Camera IconProgram participant Rebekah Burges. Credit: Jo Fulwood/Jo Fulwood

A trio of women with their feet firmly planted in the grain industry have been announced the first recipients of a new agricultural leadership scholarship.

Rebekah Burges, of Meckering, Niki Curtis, of Esperance, and Jasmyn Allen, of Yuna,are the first participants of the inaugural Growing Leaders’ Scholarship program.

Founded by CBH, Grower Group Alliance and non-for-profit Leadership WA last year, the program aims to support existing and emerging grain industry leaders to grow their skills.

Ms Burges and Ms Allen will complete Leadership WA’s eight-month rising leaders program between February and November this year.

The pair will join more than 15 emerging leaders on 10 “experiences” designed to grow their leadership capability.

The program is designed to improve the skills of people who already operate in leadership roles.

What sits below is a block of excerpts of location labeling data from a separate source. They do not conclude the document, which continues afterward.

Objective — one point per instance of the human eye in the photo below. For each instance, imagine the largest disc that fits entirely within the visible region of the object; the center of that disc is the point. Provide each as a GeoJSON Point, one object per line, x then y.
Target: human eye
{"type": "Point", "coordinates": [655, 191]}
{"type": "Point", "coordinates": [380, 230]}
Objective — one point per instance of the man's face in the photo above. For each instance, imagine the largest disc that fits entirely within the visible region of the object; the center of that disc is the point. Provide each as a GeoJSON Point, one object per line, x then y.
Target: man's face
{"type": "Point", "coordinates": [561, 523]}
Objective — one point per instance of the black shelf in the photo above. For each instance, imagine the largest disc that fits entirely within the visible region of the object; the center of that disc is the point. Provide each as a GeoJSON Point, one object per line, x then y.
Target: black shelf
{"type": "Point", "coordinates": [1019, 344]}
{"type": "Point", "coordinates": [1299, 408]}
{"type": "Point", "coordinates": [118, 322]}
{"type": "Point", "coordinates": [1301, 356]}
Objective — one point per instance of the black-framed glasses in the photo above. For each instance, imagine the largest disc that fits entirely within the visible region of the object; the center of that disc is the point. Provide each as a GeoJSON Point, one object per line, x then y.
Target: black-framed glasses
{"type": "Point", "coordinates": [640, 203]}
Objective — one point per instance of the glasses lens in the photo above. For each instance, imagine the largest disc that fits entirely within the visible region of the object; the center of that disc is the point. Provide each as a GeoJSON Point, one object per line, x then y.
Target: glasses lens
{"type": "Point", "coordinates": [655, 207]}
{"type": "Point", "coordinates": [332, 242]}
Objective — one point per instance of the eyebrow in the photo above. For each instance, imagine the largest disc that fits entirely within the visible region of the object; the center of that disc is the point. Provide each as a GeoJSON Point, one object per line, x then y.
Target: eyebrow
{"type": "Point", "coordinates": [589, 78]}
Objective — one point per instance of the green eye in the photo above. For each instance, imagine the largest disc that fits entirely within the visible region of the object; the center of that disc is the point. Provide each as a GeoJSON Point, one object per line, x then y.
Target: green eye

CBH will fund the bulk of the trio’s program costs, valued at about $30,000 collectively.

GGA helped to co-ordinate the application process.

A partner in her family-owned grain farm called Banksia Plains, Ms Allen last year completed GrainGrowers Limited’s Australian Grain Farm Leaders Program. It spurred her on to apply for the Growing Leaders’ Scholarship in the hope of learning about governance and leadership.

“I am keen to forge my own direction in agriculture, and I believe this will help me decide which way I want to go about that,” she said.

Originally from the Pilbara, Ms Burges was working as a grain sampler in Meckering while on university break when she met her husband.

She now handles the financials for their family crop and live-stock business and runs her home-based business consulting firm TMR Consulting Services.

“For me, it’s about improving the leadership skills I have gained in previous employment, and meeting other people in leadership roles,” Ms Burges said.

A well-known figure in the Esperance Port Zone, Ms Curtis has served as executive officer of SEPWA for nearly seven years.

She previously worked as a journalist at The West Australian and executive officer of FarmSafe WA, among other roles.

“We are about to grow to eight staff and I thought this would be good to challenge myself, and get better at what I do,” she said.

“When you are in a community organisation, you can’t justify spending that money, so this is a huge opportunity.”